Jewel took Hannerle’s slack hand in her own. She was dismayed at how much weight Hannerle had lost; Hannerle had never been a small woman. In repose, she looked fragile. It was wrong; Hannerle had never been wilting or frail. In the shop that had been her home, she had been the center of all the bustle. She nagged, it was true, but she nagged far less than Jewel’s Oma, in the crowded environs of her first home.
Adam, opposite Jewel, immediately took Hannerle’s other hand. Stretched between them, she formed a human line. I’m sorry, Hannerle, Jewel thought, as she closed her eyes.
* * *
“Sorry for what?”
Jewel opened her eyes immediately. She was no longer in the bedroom that had been Hannerle’s home for many weeks. Nor was Hannerle; they were in the kitchen, in the back of the shop in which Haval had done most of his notable work until The Terafin’s funeral.
Adam was seated at the table, as was Jewel; Hannerle was busy at the counter. She wore a familiar, faded apron, and the weight she had lost in the waking world girded her firmly in the dreaming one.
“Have you been letting my pest of a husband bully you again?” She turned and Jewel’s eyes widened. She was ten, maybe twenty, years younger. “You need to assert yourself. He’ll walk all over you if you don’t.” As she spoke, she set her hands on her hips. It was like and unlike the gesture that had defined Jewel’s Oma at her most irritable.
“I—”
“Don’t make excuses. I love him, but he’ll take a mile if you give him
an inch.” She frowned. “What, exactly, were you apologizing for?”

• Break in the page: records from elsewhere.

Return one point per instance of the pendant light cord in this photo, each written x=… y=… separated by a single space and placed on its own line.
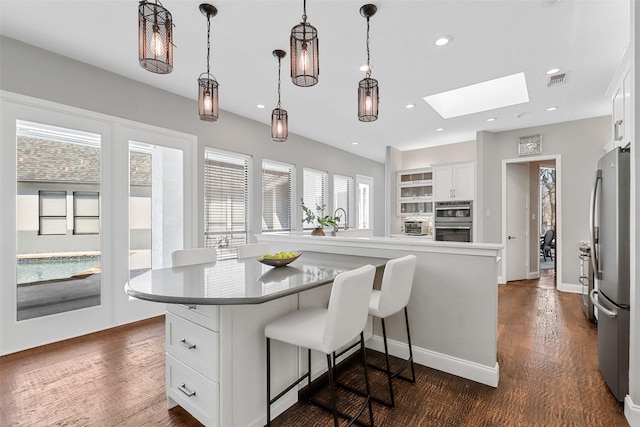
x=368 y=52
x=208 y=42
x=279 y=61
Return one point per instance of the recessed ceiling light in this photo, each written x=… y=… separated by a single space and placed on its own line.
x=485 y=96
x=443 y=41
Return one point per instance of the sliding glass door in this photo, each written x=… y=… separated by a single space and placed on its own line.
x=88 y=201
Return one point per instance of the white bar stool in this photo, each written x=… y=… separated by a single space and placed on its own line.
x=325 y=330
x=392 y=297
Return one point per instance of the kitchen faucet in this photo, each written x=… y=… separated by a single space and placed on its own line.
x=346 y=217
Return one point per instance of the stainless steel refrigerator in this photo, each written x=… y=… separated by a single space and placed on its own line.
x=609 y=218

“Haval hasn’t been bullying me.”
“Hah. He does it all the time. You don’t notice because he doesn’t shout. And don’t think I notice you didn’t answer my question.”
Jewel glanced at Adam, but no help came from that quarter. Adam was, in some ways, in his element here: he was accompanied by two opinionated women, both of whose age and position gave them easy authority over him. He was expected to make no decisions or choices. Here, the floor was either Jewel’s or Hannerle’s; it would never become his.
Hannerle frowned. “Adam?”
He smiled. “You look well, Hannerle.”
“I do.” She smiled back. It was the smile one gave to a precocious child. “I’m happy to see you. Have you been given a tour of the front?”
“No.”
“I should do that, then. Unless you’re still hungry?” She looked pointedly at the empty plates in front of her two guests. They had not been there when Jewel had first opened her eyes, but dreams were like that, and both of the guests accepted their appearance as if this were expected and natural.
Hannerle headed to the kitchen door and called for her husband.
Jewel tensed, but no dreaming image of Haval answered her call. Hannerle was silent in the door for a long moment. When she turned to face them again, she had aged into the appearance Jewel was now familiar with. “That’s right,” she said, her voice shorn suddenly of all certainty. “He’s not home.”
Jewel rose. She rose instantly and closed the distance between that door and the woman who stood framed by it, reaching out with both of her hands to take Hannerle’s into her own. She wanted to apologize again. She wanted to tell Hannerle that her husband would be home—and stay there—the minute she woke.
But what she said instead was, “I’m sorry. I’m sorry, Hannerle.”
Hannerle’s hands tightened. “Why are you apologizing? You’re just a child. Haval is a man; he makes his own decisions. He always has.”
Jewel shook her head. “Do you know what Haval did before he became a dressmaker?”
“Yes.”
“I don’t. I don’t exactly know. I’ve asked,” she added, “but he’s never answered.”